1.      Первая парта, средний ряд – одно из мест там занимала, что, наверное, не удивительно, отличница-зубрила (ведь есть отличницы, которые действительно умницы, и я восхищаюсь такими девочками) с ужасным характером по отношению к одноклассникам, а не к учителям, разумеется. Такая, я думаю, есть в каждом классе.

2.      Первая парта, ряд у окна – одно из мест там занимал Тимоня, так мы его звали. Он был тихим, не в меру упитанным, с интересной причёской под названием «я проснулся и пошёл в школу», не отличник, хотя постоянно что-то писал, и он был единственный мальчик в нашем классе, который сидел один. Остальные два мальчика сидели, как Вы понимаете, не одни и не вместе, а с девочками.

3.      Последняя парта, ряд у стены – одно из мест там занимала девочка, которую я уже и не помню как звать, впрочем, как и некоторых других моих так называемых одноклассниц.

В общем, выбор был не велик и предсказуем. Первая парта, соседка девочка – неплохой вариант. И пускай у неё скверный характер. Если её не трогать, она не доставит особых хлопот. Но к всеобщему удивлению, и особенно к моему, Анна подошла к моей парте и села рядом со мной. Моя соседка в это время болела и, да простит она меня, я был этому очень рад.

– Привет, я Аня, – с лукавым взглядом и легкой улыбкой прошептала она мне.

– Вова, – почему-то, тоже шёпотом ответил я.

– Я помню, – уже не глядя на меня сказала Аня, сделав контрольный выстрел, или, если выразиться более гуманно, по-философски – шах и мат.

– Разве ты сидишь один? – стальным голосом спросил меня директор, стальным взглядом усиливая эффект голоса.

– Моя соседка заболела, а свято место пусто не бывает, как Вы видите, – ответил я, как всегда в разговоре с ним применяя издевательский тон.

– Зато тебя уже давно ждёт другое место, – напомнил о моём переводе в другой класс директор.

– И тебя, – еле слышно, сквозь зубы пробурчал я.

– Ты что-то сказал? – классический вопрос в сотый раз услышал я из уст директора.

– Я сказал, что моя соседка заболела.
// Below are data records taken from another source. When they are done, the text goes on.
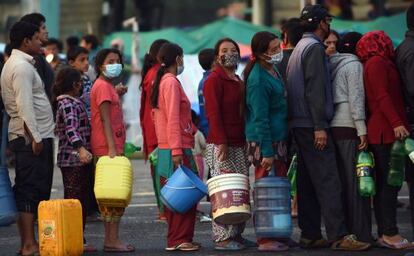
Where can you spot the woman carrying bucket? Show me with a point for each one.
(266, 115)
(225, 151)
(149, 72)
(172, 119)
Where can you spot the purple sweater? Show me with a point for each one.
(73, 130)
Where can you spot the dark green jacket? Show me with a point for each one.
(266, 109)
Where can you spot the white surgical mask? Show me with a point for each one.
(275, 58)
(180, 69)
(112, 70)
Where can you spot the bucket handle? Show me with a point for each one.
(179, 188)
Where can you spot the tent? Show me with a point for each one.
(395, 26)
(193, 40)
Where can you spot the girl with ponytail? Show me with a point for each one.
(266, 116)
(173, 126)
(149, 71)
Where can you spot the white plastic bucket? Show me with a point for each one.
(230, 198)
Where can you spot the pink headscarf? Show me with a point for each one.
(375, 43)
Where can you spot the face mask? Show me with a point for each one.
(180, 69)
(275, 58)
(112, 70)
(230, 60)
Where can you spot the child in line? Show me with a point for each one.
(73, 130)
(78, 58)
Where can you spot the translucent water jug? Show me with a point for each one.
(272, 208)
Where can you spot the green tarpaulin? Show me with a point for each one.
(193, 40)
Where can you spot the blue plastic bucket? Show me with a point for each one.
(183, 190)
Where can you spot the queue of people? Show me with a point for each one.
(295, 96)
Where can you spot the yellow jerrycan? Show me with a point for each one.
(113, 181)
(60, 228)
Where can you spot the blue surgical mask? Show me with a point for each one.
(112, 70)
(275, 58)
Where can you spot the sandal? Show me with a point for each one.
(230, 246)
(403, 244)
(273, 246)
(313, 244)
(184, 247)
(87, 248)
(123, 248)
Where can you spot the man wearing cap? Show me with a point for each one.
(311, 109)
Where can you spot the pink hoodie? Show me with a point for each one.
(172, 118)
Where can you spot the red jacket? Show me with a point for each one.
(384, 98)
(223, 98)
(172, 118)
(147, 123)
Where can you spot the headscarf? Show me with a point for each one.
(375, 43)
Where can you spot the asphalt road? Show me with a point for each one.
(140, 227)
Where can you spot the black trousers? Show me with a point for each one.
(385, 200)
(319, 188)
(34, 174)
(357, 208)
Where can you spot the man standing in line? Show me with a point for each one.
(405, 64)
(30, 129)
(43, 68)
(310, 104)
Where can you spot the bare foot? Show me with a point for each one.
(29, 249)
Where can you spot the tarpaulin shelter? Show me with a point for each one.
(193, 40)
(395, 26)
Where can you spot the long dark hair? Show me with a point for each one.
(167, 56)
(65, 80)
(150, 58)
(101, 56)
(260, 43)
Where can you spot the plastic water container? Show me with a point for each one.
(183, 190)
(60, 228)
(272, 208)
(113, 181)
(230, 198)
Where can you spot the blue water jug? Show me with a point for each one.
(272, 207)
(8, 211)
(183, 190)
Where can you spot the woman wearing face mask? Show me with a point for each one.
(266, 115)
(108, 134)
(172, 120)
(225, 153)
Вы разве не слышали? – отыграв удивление продолжал издеваться я, получив в ответ лишь порцию стального взгляда, уже без голоса. Потом директор как ни в чём не бывало сделал пару объявлений в виде напоминаний, в это время как раз пришла учительница, и, закончив своей коронной протокольной фразой «Хорошего учебного дня», он вышел из класса.
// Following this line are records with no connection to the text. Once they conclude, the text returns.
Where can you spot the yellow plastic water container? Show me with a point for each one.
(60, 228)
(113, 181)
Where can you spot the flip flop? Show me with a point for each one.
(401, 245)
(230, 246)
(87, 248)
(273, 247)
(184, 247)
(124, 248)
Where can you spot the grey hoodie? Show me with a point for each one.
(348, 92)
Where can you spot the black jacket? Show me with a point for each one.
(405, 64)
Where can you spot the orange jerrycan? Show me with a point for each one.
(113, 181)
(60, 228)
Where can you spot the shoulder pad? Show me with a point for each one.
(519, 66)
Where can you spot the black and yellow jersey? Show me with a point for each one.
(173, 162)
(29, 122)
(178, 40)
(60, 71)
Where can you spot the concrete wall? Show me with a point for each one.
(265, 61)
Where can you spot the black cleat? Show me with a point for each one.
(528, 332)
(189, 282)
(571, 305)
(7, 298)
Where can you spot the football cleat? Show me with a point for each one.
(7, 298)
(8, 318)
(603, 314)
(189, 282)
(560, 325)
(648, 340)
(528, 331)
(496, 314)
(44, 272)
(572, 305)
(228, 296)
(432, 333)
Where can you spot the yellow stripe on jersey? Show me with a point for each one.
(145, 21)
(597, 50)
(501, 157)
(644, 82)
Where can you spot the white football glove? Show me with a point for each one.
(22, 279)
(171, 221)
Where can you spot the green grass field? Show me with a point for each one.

– Мы знакомы? – не стараясь быть оригинальным спросил я у Ани.

– Да, – коротко ответила она, продолжая смотреть в сторону доски.

– А подробнее? – не скрывая, что заинтригован, продолжал я.

– Минуту назад ты сказал, что тебя зовут Вова, Вы разве не слышали? – процитировала мне Аня последнюю фразу из моего издевательского ответа директору.

– Я оценил твою шутку, – деловито ответил я, стараясь казаться серьёзным и особо не раскисать перед ней, что было нелегко. Смотреть на неё и не раскисать было совсем нелегко!

– Проводи меня домой после уроков, – наконец-то повернув голову в мою сторону, ответила Аня, продолжая смотреть мне в глаза спокойным взглядом, будто ожидая ответа.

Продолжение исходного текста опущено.